Monday, December 16, 2002

TURNING INTO A PILLAR OF SALT?
Trent Lott's Dixiecratesque Faux Pas May Cost Him His Career


Last week, Sen. Trent Lott (R-Miss.) made the following ill-advised tribute to Sen. Strom Thurmond (R-South Carolina) on the latter's 100th birthday: "I want to say this about my state. When Strom Thurmond ran for president, we voted for him. We're proud of it. And if the rest of the country had followed our lead, we wouldn't have had all these problems over all these years, either."

Lott was referring to Thurmond's 1948 run for the Presidency against then-President Harry Truman as one of the many "Dixiecrat" segregationists who broke with Truman's majority wing in the Democratic Party. (After the 1948 election, Thurmond returned to the Democrat Party but switched allegiances to the GOP in 1964.) The Dixiecrats claimed to be about "states' rights" versus increasing Federal encroachment.

But the Dixiecrats had broken with the Democrats specifically on the matter of racial integration in the areas of voting registration, education, housing, and employment --a reform which Truman and both the Democratic and Republican parties increasingly favored. The Dixiecrats argued that their Southern brand of apatheid was strictly a state-by-state matter, while the two major parties came to regard racial segregation as a violation of the basic Constitutional rights of its minority targets and therefore a Federal issue.
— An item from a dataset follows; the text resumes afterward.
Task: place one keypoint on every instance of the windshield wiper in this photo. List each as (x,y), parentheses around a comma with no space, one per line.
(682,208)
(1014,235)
The Dixiecrat legacy is what Trent Lott, whether unwittingly or intentionally, seemed to voice support for last week in the eyes and ears of many, both Republicans and Democrats, especially those old enough to remember those bad old KKK-run days in the South. Even though Lott has since tried several times to get out from under the cloud of seeming to endorse segregationism, and even though most of his critics agree he's not a racist, his carelessness and lack of clear thinking may have turned his ability to lead into a pillar of salt. Hence the call from many Republican leaders and conservative pundits --such as Linda Chavez, Charles Krauthammer, Mona Charen, and Cal Thomas-- for Lott to step down as Senate Majority leader.